6 files changed, 274 insertions, 116 deletions
diff --git a/sys/sys/vmmeter.h b/sys/sys/vmmeter.h
index e382d90..2ae45a3 100644
--- a/sys/sys/vmmeter.h
+++ b/sys/sys/vmmeter.h
@@ -91,9 +91,95 @@ struct vmmeter {
 	u_int v_cache_max;	/* max number of pages in cached obj */
 	u_int v_pageout_free_min;   /* min number pages reserved for kernel */
 	u_int v_interrupt_free_min; /* reserved number of pages for int code */
+	u_int v_free_severe;	/* severe depletion of pages below this pt */
 };
 #ifdef KERNEL
+
 extern struct vmmeter cnt;
+
+/*
+ * Return TRUE if we are under our reserved low-free-pages threshold
+ */
+
+static __inline 
+int
+vm_page_count_reserved(void)
+{
+    return (cnt.v_free_reserved > (cnt.v_free_count + cnt.v_cache_count));
+}
+
+/*
+ * Return TRUE if we are under our severe low-free-pages threshold
+ *
+ * This routine is typically used at the user<->system interface to determine
+ * whether we need to block in order to avoid a low memory deadlock.
+ */
+
+static __inline 
+int
+vm_page_count_severe(void)
+{
+    return (cnt.v_free_severe > (cnt.v_free_count + cnt.v_cache_count));
+}
+
+/*
+ * Return TRUE if we are under our minimum low-free-pages threshold.
+ *
+ * This routine is typically used within the system to determine whether
+ * we can execute potentially very expensive code in terms of memory.  It
+ * is also used by the pageout daemon to calculate when to sleep, when
+ * to wake waiters up, and when (after making a pass) to become more
+ * desparate.
+ */
+
+static __inline 
+int
+vm_page_count_min(void)
+{
+    return (cnt.v_free_min > (cnt.v_free_count + cnt.v_cache_count));
+}
+
+/*
+ * Return TRUE if we have not reached our free page target during
+ * free page recovery operations.
+ */
+
+static __inline 
+int
+vm_page_count_target(void)
+{
+    return (cnt.v_free_target > (cnt.v_free_count + cnt.v_cache_count));
+}
+
+/*
+ * Return the number of pages we need to free-up or cache
+ * A positive number indicates that we do not have enough free pages.
+ */
+
+static __inline 
+int
+vm_paging_target(void)
+{
+    return (
+	(cnt.v_free_target + cnt.v_cache_min) - 
+	(cnt.v_free_count + cnt.v_cache_count)
+    );
+}
+
+/*
+ * Return a positive number if the pagedaemon needs to be woken up.
+ */
+
+static __inline 
+int
+vm_paging_needed(void)
+{
+    return (
+	(cnt.v_free_reserved + cnt.v_cache_min) >
+	(cnt.v_free_count + cnt.v_cache_count)
+    );
+}
+
 #endif
 
 /* systemwide totals computed every five seconds */
diff --git a/sys/vm/vm_glue.c b/sys/vm/vm_glue.c
index e53079a..1d7157c 100644
--- a/sys/vm/vm_glue.c
+++ b/sys/vm/vm_glue.c
@@ -209,19 +209,9 @@ vm_fork(p1, p2, flags)

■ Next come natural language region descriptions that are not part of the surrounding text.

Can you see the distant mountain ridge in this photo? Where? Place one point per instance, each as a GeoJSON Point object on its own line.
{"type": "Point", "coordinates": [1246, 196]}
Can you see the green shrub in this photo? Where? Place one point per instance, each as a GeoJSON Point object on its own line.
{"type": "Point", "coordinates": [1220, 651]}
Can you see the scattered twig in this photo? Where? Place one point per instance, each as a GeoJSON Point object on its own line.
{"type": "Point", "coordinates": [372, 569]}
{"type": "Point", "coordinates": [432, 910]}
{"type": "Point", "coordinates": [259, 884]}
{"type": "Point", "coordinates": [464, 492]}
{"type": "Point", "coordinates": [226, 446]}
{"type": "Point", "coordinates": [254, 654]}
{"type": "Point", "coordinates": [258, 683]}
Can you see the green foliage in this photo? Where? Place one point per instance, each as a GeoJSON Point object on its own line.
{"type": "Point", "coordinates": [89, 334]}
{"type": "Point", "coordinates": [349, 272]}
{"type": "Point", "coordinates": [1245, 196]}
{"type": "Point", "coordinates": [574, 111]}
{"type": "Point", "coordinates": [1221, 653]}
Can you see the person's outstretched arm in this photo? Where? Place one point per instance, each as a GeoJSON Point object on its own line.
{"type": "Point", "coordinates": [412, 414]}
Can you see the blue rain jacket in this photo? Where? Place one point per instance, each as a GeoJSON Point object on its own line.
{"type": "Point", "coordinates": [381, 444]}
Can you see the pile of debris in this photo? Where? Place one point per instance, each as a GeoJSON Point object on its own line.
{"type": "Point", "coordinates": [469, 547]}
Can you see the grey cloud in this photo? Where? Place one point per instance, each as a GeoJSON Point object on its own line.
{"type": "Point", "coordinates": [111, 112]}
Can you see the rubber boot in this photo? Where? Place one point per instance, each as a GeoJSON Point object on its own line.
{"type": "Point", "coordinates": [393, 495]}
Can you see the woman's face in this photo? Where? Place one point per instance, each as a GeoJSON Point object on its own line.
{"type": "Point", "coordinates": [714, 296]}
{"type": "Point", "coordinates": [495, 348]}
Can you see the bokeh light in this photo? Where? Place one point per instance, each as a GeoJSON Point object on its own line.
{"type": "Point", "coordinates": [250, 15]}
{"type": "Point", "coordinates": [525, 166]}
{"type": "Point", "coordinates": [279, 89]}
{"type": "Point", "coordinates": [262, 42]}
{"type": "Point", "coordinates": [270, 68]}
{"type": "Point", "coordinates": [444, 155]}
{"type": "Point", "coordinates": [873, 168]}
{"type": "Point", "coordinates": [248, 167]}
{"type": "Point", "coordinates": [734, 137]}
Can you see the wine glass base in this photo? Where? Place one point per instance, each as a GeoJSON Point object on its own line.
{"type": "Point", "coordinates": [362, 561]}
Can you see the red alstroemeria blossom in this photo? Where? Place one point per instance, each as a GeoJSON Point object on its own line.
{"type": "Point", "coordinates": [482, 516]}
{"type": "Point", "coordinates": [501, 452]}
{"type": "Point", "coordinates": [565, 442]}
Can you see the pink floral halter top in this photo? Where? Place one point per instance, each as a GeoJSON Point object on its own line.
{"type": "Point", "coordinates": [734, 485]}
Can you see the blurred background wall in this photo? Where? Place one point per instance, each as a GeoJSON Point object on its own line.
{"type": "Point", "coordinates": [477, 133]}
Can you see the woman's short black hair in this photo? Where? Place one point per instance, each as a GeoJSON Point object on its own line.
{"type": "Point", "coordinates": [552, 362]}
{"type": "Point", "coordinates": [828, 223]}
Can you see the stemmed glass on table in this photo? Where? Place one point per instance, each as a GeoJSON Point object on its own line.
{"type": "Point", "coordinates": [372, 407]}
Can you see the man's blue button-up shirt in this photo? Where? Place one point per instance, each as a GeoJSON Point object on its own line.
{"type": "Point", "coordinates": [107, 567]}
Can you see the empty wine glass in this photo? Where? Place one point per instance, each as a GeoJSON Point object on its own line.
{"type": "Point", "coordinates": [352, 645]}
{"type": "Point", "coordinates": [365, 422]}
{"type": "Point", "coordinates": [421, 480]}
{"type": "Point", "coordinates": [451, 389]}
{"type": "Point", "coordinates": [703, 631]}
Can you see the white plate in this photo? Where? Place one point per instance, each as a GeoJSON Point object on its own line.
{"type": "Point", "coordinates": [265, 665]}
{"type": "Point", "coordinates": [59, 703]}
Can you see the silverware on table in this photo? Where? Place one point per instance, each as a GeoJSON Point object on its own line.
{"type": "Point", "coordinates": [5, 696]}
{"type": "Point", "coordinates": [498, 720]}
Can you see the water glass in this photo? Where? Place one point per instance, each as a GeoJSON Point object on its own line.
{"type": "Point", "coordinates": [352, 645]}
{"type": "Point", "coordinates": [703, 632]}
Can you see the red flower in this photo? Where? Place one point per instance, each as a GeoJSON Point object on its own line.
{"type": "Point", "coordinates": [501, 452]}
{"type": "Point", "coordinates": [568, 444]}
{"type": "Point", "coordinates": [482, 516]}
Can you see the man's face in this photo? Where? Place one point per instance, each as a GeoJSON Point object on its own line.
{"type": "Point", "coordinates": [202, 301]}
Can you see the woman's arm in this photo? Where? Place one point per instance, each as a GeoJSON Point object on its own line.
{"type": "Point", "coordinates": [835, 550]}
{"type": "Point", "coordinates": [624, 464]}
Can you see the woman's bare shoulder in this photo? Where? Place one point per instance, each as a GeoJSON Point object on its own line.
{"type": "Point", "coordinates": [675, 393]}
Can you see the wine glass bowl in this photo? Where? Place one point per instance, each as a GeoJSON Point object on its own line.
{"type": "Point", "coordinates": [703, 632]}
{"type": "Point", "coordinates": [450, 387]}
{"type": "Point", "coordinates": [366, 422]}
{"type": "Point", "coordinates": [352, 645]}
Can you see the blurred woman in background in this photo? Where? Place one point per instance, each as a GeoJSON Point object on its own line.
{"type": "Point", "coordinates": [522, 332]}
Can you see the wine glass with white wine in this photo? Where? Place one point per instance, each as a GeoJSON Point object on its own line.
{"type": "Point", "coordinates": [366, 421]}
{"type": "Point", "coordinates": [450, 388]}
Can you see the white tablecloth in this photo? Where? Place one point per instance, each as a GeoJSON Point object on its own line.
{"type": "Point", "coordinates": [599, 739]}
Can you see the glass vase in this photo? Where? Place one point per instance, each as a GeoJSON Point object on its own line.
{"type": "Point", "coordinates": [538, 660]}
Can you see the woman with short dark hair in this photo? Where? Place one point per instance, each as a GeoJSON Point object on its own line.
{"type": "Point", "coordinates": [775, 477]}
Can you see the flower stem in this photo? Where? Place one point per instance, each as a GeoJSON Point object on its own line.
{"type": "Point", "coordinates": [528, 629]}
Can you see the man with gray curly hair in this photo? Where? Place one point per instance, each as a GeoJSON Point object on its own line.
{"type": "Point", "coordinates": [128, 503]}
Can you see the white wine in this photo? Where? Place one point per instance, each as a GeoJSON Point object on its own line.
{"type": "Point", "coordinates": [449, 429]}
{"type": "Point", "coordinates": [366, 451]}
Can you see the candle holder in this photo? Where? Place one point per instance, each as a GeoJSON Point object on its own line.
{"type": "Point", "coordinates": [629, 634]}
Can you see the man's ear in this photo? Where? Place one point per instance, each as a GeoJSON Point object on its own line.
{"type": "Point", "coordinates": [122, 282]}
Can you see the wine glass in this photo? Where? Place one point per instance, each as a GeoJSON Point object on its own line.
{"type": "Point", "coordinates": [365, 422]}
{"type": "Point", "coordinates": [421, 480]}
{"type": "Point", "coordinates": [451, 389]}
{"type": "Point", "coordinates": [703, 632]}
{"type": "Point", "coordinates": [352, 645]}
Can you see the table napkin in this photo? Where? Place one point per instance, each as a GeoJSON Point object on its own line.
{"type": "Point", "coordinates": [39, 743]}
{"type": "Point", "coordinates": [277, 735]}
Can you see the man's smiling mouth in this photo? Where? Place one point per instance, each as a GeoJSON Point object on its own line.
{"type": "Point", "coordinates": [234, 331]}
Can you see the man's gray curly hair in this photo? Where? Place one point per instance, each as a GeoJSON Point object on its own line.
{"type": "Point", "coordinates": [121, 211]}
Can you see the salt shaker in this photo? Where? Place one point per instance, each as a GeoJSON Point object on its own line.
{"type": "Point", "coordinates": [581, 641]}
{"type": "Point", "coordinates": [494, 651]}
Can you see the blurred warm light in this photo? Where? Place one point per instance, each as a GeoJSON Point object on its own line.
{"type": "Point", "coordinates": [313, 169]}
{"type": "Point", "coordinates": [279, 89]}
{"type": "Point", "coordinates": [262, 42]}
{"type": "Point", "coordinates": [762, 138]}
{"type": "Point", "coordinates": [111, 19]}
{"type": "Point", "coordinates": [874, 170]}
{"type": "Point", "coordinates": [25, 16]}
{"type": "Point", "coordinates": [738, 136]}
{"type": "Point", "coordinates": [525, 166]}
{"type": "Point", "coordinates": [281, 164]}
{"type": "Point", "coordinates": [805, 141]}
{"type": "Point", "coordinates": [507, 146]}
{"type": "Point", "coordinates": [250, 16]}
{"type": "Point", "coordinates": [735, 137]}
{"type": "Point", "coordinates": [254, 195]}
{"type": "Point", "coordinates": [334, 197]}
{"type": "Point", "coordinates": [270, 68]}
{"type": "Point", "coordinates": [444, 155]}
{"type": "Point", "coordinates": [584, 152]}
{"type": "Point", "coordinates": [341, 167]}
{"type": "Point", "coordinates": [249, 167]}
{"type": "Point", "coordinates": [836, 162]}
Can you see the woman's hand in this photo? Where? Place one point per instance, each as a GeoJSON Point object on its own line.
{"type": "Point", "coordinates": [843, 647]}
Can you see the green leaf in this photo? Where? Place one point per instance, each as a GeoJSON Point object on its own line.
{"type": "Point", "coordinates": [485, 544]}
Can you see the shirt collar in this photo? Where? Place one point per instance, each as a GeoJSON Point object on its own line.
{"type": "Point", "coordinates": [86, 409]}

 		p1->p_vmspace->vm_refcnt++;
 	}
 
-	/*
-	 * Great, so we have a memory-heavy process and the 
-	 * entire machine comes to a screaching halt because
-	 * nobody can fork/exec anything.  What we really need
-	 * to do is fix the process swapper so it swaps out the right
-	 * processes.
-	 */
-#if 0
-	while ((cnt.v_free_count + cnt.v_cache_count) < cnt.v_free_min) {
-		vm_pageout_deficit += (UPAGES + VM_INITIAL_PAGEIN);
+	while (vm_page_count_severe()) {
 		VM_WAIT;
 	}
-#endif
 
 	if ((flags & RFMEM) == 0) {
 		p2->p_vmspace = vmspace_fork(p1->p_vmspace);
@@ -339,8 +329,9 @@ scheduler(dummy)
 	int ppri;
 
 loop:
-	while ((cnt.v_free_count + cnt.v_cache_count) < cnt.v_free_min) {
+	if (vm_page_count_min()) {
 		VM_WAIT;
+		goto loop;
 	}
 
 	pp = NULL;
diff --git a/sys/vm/vm_meter.c b/sys/vm/vm_meter.c
index 4e7f0fb..6c69562 100644
--- a/sys/vm/vm_meter.c
+++ b/sys/vm/vm_meter.c
@@ -119,6 +119,8 @@ SYSCTL_INT(_vm, VM_V_CACHE_MAX, v_cache_max,
 	CTLFLAG_RW, &cnt.v_cache_max, 0, "");
 SYSCTL_INT(_vm, VM_V_PAGEOUT_FREE_MIN, v_pageout_free_min,
 	CTLFLAG_RW, &cnt.v_pageout_free_min, 0, "");
+SYSCTL_INT(_vm, OID_AUTO, v_free_severe,
+	CTLFLAG_RW, &cnt.v_free_severe, 0, "");
 
 SYSCTL_STRUCT(_vm, VM_LOADAVG, loadavg, CTLFLAG_RD, 
     &averunnable, loadavg, "Machine loadaverage history");
diff --git a/sys/vm/vm_page.c b/sys/vm/vm_page.c
index f6db00e..533ba37 100644
--- a/sys/vm/vm_page.c
+++ b/sys/vm/vm_page.c
@@ -615,8 +615,7 @@ vm_page_unqueue(m)
 		(*pq->cnt)--;
 		pq->lcnt--;
 		if ((queue - m->pc) == PQ_CACHE) {
-			if ((cnt.v_cache_count + cnt.v_free_count) <
-				(cnt.v_free_reserved + cnt.v_cache_min))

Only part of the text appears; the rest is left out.